Local animal shelters facing crowding issues

Euthanasia rates are at their highest levels in three years.

FAYETTEVILLE, Arkansas — Big Paws of the Ozarks, a foster-based Fayetteville dog rescue, has been inundated with intakes. According to an Instagram post, the rescue has been inundated with calls from people threatening to abandon or harm their dogs if Big Paws doesn’t take them in.

“Life in running a rescue is never boring,” said Kayla Mayes of Big Paws. “Being in the animal welfare business, we sometimes see the worst of humanity, we see cases of abuse and neglect, we see dogs and other animals treated in ways they should never be treated.”

The rescue currently does not have the space to continue taking in dogs, Mayes said. This comes as euthanasia rates reach their highest level in three years, according to Mayes.

“On average, we turn away at least 70 dogs each week,” Mayes said. “It’s just a stressful time. It’s tough and we wish we had the space to accommodate them all. But unfortunately, the reality is we don’t.”

The rescue has saved 220 dogs this year alone. This week they welcomed 15 puppies.

“Now we’re back to pre-coronavirus numbers and shelters are down, adoption rates are down as well. We’re seeing more people choosing to buy dogs from breeders,” Mayes said.
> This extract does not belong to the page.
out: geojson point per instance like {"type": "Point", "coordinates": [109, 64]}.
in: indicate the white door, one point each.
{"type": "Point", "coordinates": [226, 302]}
At Fayetteville Animal Services, they see similar problems. They have a lot of dogs that haven’t been adopted.

“We’re seeing a lot, especially dogs that are sitting a little longer in shelters,” said Justine Lentz, animal services supervisor at Fayetteville Animal Services. “They’re basically like small dogs, and I think it’s the bigger dogs that sit longer, because there’s more of them.”

When asked why shelters are so crowded, both Mayes and Lentz said it’s not just one reason.

“Maybe they’re not ready to add another one right now. Maybe it has to do with the economy,” Lentz said.

To help solve the problem, Mayes stresses the importance of spaying or neutering your pet.

“In Arkansas, there is a lack of spay and neuter laws and regulations [statewide] “It really helps maintain that unreasonable level of puppy litter,” Mayes said. “This sounds like fostering if you can, adopting if you can, and at least spaying and neutering your pets.”

They both encourage people to offer some compassion to our furry friends and those who help them.

“Animal welfare is in a crisis right now,” Mayes said. “We’re just trying to handle it as gently and compassionately as possible to help make sure we can get the dogs out of a bad situation.”